In today’s fast-paced academic environment, students are facing intensive academic workloads and a myriad of outside responsibilities - they certainly have a lot on their plates. This begs the question, “How can we help our children approach their academic lives free from stress and anxiety?”
Mindfulness practice is a tangible way for students to cultivate peace of mind and confidence in their studies. With the development of mindfulness in their daily lives, students can build autonomy and joy in their learning, while performing to their highest potential. People are becoming more aware of the benefits of mindfulness in education. As noted in our previous mindfulness blog post, studies like those conducted by the Department of Education and the Department of Psychiatry at the University of British Columbia in 2014, as well as Department of Psychiatry and Brain Sciences at the University of Louisville in 2015 have been published showing the positive effects of mindfulness in the classroom. So, how do students begin the practice and incorporate it into their daily lives and studies?
Mindfulness practices incorporate two approaches to help cultivate the qualities of peace of mind and confidence. They are: 1. Stopping and 2. Seeing. Stopping means taking the time to pause from the activities and multi-layered thoughts of our day. Seeing means to turn our focus from the outside to the inside. Here are a couple of introductory mindfulness activities for students to try out:
How can we practice Mindfulness? Here are two activities you can do at home:
- Counting the Out-Breath
- Posture:While sitting comfortably (on the floor, on a cushion, or in a chair), straighten your back. Roll your shoulders up and back as to prevent slouching forward. Imagine a string on the top of your head gently pulling up, bringing your upper body into alignment. Close your mouth and rest the tip of your tongue behind your upper front teeth. Pick a spot roughly 6 feet in front of you on the ground to rest your eyes in a soft focus (keeping your eyes open will help prevent wandering thoughts). Rest your hands on your lap or in a meditation mudra below your navel (you may also place your hands on your abdomen to feel your breath).
Breathing: Begin to bring your focus to your breath. When you inhale, experience the expansion of your stomach with deep diaphragm breathing. When you exhale bring your full attention to the entire length of the breath. You can focus on the air passing through your nose. As you exhale, silently count the number “1” in your mind for the full duration of the exhalation. Again, return to experiencing your inhale in your expanding abdomen, then on the next exhale silently count the number “2” in your mind for the full duration of the exhalation. Repeat that sequence through the number 10. Once you reach 10, start over from 1 again. When distracting thoughts, concerns, hopes, fears, etc. enter you mind, notice them, then guide your mind back to the practice of counting and experiencing your whole breath.

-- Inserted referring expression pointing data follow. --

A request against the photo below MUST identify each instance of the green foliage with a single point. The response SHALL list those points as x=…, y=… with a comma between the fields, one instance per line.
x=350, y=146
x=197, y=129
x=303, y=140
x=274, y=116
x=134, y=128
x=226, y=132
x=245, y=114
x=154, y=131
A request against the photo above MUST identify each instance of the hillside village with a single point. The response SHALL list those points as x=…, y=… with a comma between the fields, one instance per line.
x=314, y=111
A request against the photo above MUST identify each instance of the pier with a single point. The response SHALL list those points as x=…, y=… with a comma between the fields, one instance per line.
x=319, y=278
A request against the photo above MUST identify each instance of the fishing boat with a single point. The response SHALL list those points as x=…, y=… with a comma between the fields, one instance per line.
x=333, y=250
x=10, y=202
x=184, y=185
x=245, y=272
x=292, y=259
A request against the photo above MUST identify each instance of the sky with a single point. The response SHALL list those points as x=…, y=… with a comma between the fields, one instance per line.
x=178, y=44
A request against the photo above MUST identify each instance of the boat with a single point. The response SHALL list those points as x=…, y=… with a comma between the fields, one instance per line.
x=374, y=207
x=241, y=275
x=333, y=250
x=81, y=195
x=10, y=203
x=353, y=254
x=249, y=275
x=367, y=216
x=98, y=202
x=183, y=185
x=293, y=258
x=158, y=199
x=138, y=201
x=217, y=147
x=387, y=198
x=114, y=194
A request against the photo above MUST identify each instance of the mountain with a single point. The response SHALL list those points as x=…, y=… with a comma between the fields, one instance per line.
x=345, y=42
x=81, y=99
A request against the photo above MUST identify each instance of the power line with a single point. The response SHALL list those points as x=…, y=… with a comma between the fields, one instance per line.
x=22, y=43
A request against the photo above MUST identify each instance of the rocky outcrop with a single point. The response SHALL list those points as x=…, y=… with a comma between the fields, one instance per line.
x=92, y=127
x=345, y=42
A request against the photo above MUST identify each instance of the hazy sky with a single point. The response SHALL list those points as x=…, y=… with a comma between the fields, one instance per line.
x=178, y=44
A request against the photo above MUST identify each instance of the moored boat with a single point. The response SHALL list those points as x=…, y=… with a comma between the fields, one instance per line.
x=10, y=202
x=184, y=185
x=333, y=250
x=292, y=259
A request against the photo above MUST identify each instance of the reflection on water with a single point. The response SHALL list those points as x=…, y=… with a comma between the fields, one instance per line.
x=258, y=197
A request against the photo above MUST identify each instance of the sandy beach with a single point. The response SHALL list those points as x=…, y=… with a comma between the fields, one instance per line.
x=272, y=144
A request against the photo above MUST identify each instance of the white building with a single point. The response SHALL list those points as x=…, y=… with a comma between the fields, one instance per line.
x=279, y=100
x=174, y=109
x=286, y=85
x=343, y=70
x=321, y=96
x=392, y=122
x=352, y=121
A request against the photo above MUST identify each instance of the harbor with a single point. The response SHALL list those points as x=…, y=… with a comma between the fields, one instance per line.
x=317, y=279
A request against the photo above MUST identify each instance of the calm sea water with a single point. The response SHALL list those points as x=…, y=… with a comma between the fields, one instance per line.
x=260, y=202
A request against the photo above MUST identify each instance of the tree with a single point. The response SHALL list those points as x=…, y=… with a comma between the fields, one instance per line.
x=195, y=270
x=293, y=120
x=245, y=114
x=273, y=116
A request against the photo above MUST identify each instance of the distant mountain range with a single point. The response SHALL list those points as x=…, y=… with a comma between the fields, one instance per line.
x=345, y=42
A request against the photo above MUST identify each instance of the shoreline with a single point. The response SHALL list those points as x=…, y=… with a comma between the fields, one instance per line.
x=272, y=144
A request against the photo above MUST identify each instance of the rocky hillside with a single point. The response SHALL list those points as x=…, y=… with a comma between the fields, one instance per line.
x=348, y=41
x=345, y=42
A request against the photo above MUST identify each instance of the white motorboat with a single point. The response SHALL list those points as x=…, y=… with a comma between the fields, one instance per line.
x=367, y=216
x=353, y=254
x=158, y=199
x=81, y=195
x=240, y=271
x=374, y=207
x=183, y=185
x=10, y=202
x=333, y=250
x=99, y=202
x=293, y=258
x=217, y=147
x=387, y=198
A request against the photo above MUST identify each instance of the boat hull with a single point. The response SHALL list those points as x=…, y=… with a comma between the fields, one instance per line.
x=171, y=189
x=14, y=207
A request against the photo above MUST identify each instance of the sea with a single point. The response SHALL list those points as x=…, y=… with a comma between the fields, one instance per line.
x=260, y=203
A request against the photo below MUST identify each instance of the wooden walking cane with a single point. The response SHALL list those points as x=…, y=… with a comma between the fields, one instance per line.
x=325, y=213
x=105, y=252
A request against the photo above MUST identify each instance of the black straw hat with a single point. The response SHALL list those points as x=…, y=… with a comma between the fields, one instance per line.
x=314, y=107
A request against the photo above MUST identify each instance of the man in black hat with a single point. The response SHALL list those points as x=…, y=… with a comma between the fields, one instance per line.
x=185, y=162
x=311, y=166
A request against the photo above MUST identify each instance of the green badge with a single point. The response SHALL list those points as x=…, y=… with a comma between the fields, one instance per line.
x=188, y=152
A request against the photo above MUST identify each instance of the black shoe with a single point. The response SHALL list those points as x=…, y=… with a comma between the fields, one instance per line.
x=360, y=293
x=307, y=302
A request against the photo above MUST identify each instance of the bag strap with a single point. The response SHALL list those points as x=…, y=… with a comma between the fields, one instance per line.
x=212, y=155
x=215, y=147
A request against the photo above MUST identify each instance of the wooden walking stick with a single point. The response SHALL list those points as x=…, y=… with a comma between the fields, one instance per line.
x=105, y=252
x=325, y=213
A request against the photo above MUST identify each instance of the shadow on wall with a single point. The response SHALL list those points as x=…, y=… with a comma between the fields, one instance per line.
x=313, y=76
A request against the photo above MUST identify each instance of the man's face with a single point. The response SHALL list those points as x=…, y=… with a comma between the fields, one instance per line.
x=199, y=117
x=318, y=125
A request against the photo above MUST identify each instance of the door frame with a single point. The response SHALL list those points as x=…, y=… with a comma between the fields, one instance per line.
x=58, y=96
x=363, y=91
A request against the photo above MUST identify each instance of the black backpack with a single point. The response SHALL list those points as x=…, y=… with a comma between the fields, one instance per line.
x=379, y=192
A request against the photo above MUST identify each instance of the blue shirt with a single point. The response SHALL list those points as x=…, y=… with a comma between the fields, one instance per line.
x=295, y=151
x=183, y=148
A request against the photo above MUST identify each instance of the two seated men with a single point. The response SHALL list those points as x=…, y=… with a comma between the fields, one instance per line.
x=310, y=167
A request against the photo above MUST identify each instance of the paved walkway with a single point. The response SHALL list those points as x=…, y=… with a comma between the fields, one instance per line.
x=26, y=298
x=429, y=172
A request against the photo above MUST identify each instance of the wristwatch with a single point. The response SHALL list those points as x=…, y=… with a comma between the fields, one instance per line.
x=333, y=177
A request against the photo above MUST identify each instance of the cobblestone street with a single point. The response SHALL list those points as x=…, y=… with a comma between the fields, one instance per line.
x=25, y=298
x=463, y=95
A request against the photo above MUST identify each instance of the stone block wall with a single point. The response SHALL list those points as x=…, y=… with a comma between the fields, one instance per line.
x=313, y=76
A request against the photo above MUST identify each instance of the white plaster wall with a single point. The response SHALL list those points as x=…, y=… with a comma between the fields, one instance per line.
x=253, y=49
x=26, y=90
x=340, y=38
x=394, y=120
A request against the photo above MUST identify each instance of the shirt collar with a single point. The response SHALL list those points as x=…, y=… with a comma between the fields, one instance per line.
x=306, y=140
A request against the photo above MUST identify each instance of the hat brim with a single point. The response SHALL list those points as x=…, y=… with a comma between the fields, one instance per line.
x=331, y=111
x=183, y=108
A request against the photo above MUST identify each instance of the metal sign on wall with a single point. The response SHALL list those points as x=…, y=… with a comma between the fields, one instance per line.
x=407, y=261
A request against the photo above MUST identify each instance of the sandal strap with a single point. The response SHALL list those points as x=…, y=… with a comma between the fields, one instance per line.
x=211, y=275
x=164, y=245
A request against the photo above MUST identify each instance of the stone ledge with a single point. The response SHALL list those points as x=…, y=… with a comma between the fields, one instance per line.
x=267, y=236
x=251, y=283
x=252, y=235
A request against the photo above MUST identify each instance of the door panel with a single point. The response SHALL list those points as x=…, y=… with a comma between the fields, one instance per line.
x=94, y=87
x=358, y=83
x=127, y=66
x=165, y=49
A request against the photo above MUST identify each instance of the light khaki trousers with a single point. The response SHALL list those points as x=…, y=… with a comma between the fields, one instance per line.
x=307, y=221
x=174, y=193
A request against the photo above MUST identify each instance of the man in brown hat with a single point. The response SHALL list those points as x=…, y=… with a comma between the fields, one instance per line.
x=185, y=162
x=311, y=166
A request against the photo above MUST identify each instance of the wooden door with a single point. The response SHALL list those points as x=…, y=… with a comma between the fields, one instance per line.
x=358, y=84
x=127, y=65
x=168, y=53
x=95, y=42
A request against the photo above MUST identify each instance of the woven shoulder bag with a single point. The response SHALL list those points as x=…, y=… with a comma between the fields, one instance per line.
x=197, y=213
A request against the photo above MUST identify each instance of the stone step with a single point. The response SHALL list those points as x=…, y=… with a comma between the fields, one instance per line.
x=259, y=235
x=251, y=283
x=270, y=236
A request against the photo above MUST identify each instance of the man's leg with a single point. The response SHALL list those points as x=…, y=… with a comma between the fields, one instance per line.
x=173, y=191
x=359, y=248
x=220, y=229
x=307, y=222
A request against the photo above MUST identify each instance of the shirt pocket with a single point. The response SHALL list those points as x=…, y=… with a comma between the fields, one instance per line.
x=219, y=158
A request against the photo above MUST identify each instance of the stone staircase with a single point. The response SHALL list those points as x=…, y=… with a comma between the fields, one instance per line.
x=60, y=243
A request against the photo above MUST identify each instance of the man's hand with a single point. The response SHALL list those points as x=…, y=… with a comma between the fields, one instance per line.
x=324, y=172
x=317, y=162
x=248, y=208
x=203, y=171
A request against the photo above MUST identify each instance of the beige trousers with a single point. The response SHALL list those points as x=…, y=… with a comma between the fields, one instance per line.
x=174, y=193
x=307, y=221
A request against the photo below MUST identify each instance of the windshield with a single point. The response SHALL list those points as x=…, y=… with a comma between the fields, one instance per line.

- Consistency: Try this for just 3-5 minutes at a time at first, and build from there. With the goal of creating a lasting mindfulness practice, it is best to start small and be consistent rather than trying to practice for long periods right away. Think quality over quantity. Often, sitting in the morning before you start your day is a great time for practice.
Eating an Orange with Mindful Awareness: In our busy lives, we tend to eat quickly. Either grabbing something on the go, eating while multi-tasking, or even eating while enjoying conversation and social interactions. A great introductory mindfulness activity is to find a juicy orange and to eat it quietly and wholeheartedly.

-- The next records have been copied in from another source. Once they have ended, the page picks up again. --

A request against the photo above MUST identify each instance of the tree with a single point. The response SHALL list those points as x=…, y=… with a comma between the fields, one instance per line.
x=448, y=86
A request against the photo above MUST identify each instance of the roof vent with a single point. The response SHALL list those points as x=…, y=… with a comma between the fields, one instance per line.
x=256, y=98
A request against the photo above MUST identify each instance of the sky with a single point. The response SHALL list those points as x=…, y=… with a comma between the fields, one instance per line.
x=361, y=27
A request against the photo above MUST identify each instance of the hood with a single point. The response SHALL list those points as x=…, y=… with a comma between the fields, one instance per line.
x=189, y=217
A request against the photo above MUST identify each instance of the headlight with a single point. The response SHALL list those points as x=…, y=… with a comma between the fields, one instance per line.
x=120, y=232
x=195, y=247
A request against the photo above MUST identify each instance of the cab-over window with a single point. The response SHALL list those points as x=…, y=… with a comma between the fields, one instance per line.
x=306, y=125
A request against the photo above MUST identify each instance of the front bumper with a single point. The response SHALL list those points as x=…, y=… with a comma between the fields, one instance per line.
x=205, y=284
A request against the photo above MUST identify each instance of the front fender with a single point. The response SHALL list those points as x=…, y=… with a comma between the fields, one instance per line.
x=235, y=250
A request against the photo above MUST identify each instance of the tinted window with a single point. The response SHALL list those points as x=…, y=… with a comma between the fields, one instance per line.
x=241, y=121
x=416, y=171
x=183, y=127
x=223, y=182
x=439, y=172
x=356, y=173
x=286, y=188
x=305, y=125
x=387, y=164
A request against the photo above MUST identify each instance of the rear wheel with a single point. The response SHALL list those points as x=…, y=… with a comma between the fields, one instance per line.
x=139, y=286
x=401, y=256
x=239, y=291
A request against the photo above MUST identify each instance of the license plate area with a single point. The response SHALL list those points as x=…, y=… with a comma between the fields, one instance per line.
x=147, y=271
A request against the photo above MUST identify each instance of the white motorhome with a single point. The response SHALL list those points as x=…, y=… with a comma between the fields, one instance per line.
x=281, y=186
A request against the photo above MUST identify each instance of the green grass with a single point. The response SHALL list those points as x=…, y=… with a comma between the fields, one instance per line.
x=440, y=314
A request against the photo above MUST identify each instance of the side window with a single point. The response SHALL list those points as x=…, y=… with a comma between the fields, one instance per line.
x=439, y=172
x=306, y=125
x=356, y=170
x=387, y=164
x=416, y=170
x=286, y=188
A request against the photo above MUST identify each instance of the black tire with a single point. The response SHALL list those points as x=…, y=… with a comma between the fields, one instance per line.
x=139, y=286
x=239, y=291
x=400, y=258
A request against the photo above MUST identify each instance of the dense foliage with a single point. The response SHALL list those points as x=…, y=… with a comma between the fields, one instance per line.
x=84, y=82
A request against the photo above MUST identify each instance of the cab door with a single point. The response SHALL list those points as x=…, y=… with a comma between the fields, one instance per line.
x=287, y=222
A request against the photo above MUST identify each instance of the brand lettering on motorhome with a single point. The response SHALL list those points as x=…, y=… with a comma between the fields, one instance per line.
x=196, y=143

Grab an orange and take each step of eating it slowly and thoroughly. Try approaching eating the orange with a beginner’s mind, as if you were eating an orange for the first time. From washing it, to looking at all of the interesting bumps on the peel, to peeling it slowly. Notice the fresh smell and gentle spray of the orange when it is peeled. Notice the texture of the white pith between the fruit and the peel. When you peel that back, peel off a small section of the orange. When you bite into it, take it slowly. Experience the initial burst of juice and how wonderful that tastes. Go ahead and chew the slice of orange, but chew it 20-30 times. Watching the experience of chewing and what happens to the orange through the process of swallowing. This is a really fun activity to do with your kids. It promotes slowing down and really experiencing our world that is right in front of us.